Сэм продолжал молчать. Ему очень хотелось, чтобы Лакутюр поспешил вернуться.
Грёбке прищурился.
— Что же касается вас, я скажу, что ваш президент — дурак и пьяница. Также я скажу, что наш фюрер станет величайшим лидером нашей страны. Он принял страну, разрушенную войной, разрушенную экономической депрессией, и за короткое время привёл её к тому, что мы заслуживаем по праву. Вы можете сказать то же самое о своём президенте? Вас до сих пор корежит от депрессии… ваши вооружённые силы — международное посмешище… Японцы рвут Китай на части, а вы просто стоите и смотрите. Они выдавили вас с Тихого океана, подкупив вас уйти со своих баз, вроде той, что на Гуаме… и вы даже пальцем не пошевелили, когда Нидерланды, Франция и, наконец, Англия пали перед нами на колени.
— Ваш фюрер — кровожадный ублюдок, — тихо произнёс Сэм.
Грёбке уже намеревался ответить, как в номер вломился Лакутюр и хлопнул дверью.
— Едва не пришлось приложить этого сукиного сына о стойку, но вроде утряслось. Хорошо. Вы тут, как, нормально?
Грёбке перевёл бледные глаза с Сэма на фбровца и сказал:
— Ja. Нормально.
— Хорошо, — сказал Лакутюр. — А теперь, прошу прощения, инспектор…
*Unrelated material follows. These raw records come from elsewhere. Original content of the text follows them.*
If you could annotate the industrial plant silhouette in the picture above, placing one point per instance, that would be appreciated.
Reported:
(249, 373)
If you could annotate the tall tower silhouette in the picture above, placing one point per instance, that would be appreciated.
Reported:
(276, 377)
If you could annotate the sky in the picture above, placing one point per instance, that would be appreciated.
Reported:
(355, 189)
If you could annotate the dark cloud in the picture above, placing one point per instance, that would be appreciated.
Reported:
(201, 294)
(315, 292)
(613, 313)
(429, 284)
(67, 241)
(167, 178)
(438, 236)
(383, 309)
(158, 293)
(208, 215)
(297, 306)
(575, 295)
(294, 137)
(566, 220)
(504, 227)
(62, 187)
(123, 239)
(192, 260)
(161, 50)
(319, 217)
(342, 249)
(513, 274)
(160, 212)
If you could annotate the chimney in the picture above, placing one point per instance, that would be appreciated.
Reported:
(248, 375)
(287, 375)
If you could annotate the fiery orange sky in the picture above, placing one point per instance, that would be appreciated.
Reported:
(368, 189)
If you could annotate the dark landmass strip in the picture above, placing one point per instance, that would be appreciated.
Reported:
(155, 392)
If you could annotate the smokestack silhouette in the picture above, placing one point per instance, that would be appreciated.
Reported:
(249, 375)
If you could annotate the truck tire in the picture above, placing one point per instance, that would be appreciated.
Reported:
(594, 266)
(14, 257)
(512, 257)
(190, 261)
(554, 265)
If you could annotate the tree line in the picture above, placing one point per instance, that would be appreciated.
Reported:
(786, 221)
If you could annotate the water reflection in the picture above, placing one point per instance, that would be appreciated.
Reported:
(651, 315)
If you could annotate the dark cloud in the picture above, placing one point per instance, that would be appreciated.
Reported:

Сэм встал и едва подошёл к двери, как в неё кто-то постучал.
— Блядь, Миллер, гляньте, кто там?
Сэм открыл и увидел перед собой двух легионеров Лонга, с ехидными ухмылками на молодых лицах. Кэрратерс и Леклерк, те самые, что прошлым вечером приходили к нему домой.
— А, это вы, — сказал Лакутюр. — Живо сюда и за работу.
Проходя мимо Сэма, Леклерк пихнул того плечом, затем рассмеялся, а Сэм ничего не сделал.
— О, да, дружок, мы не забыли о том опросе! — воскликнул Кэрратерс.
Сэм закрыл за собой дверь, заглушая смех южан.